What is functional programming?

At first, the term “functional programming” seems to be difficult to grasp. But let’s take a look at whether C – one of the most widely used programming languages ​​- is a functional programming language, or at least allows functional programming. C programs consist of functions that call each other.

It is also possible to write higher-order functions that have certain functions as parameters or return values. If programmed with C, this is a very powerful tool. However, it is not yet sufficient to speak of a functional programming language.

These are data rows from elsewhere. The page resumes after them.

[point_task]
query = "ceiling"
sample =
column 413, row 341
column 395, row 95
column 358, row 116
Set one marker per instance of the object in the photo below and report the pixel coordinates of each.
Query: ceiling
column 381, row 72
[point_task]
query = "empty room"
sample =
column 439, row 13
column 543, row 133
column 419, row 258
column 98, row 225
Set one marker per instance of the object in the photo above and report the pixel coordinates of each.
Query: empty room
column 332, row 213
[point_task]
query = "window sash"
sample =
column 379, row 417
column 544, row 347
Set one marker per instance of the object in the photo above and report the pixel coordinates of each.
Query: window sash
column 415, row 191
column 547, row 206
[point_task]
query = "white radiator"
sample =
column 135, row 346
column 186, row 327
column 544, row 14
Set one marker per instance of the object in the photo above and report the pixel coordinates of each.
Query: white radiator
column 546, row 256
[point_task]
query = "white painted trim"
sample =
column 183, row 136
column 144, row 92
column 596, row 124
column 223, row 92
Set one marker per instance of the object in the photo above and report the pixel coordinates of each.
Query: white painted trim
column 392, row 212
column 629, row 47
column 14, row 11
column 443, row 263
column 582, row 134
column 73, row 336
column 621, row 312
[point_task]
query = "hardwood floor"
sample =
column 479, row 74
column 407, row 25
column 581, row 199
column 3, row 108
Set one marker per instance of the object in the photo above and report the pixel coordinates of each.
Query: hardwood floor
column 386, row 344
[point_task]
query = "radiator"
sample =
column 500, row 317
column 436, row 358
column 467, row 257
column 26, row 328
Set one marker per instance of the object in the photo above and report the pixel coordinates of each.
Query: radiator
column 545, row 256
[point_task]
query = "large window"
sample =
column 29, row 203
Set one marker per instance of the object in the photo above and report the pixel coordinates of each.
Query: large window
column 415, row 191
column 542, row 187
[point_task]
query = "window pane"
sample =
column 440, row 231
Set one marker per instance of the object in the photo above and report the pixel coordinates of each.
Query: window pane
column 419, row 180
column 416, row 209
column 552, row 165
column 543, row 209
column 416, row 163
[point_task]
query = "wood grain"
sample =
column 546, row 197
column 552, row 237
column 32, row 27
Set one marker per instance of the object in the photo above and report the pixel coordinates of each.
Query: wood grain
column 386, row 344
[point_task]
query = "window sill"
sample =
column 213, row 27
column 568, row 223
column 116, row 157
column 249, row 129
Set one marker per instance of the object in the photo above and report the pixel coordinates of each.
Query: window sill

A function in terms of functional programming is similar to a mathematical function: sin (x) always returns the same value for the same x. Functions that we write in common programming languages ​​- even in C – can have side effects. However, there are constructs that can outsource, limit, or control these side effects. The actual program logic is then without side effects. However, programmers also have the need to store intermediate results or to store once calculated values ​​for further computations. Functional programming languages ​​offer so-called “lazy evaluation”. The programmer thus has the possibility to store intermediate results in a constant. However, the actual value of this constant is determined only at first use. This can also be carried out with a finer granularity, for example for a list in which the individual elements are calculated only as required. What is crucial is that, in purely functional languages, all objects are “immutable”, so they can not be modified once they have been created. For example, adding an item to a list means that this list remains unchanged. However, a copy is created that also contains the newly added item.

The advantage is that objects are easily interchangeable between threads and can be used multiple times once they are created.

With the programming language C, a replica is possible, but the required infrastructure is not available. This makes it difficult to distinguish the “unauthorized side effects” from the “allowed side effects”.

Another aspect is that in functional languages, you can typically reference values ​​from the environment in which they are defined. The term “closure” is used for this purpose. For example, the following example is used: Write a function createAdder (x) which returns a function adder (y) for the given x. The latter again calculates for the given y the sum x + y:

Also in Java, this can be achieved relatively easily, if the function is simply packed into an anonymous inner class. The programming language C also allows such a procedure, but the process here is a little more difficult.


How can we benefit from this?

If an application is to be developed completely functionally – without changeable values ​​and side effects – this is very helpful for multithreading. Anything that could disrupt our thread safety is eliminated. For non-functional languages ​​we can also learn something about this: It is good to avoid alterable objects if it is possible without or with little additional effort. For objects that appear as parameters or return values ​​of functions and methods, it is useful if they move in the system and are accessible in several places at the same time. If they are invariable and do not have a “backdoor” for changes like a unmodifiable Java collection, this is not a problem.

It should be noted that concepts of functional programming are an interesting and useful part of the toolbox of a programmer. It will be exciting to see where these ideas will lead in the coming years.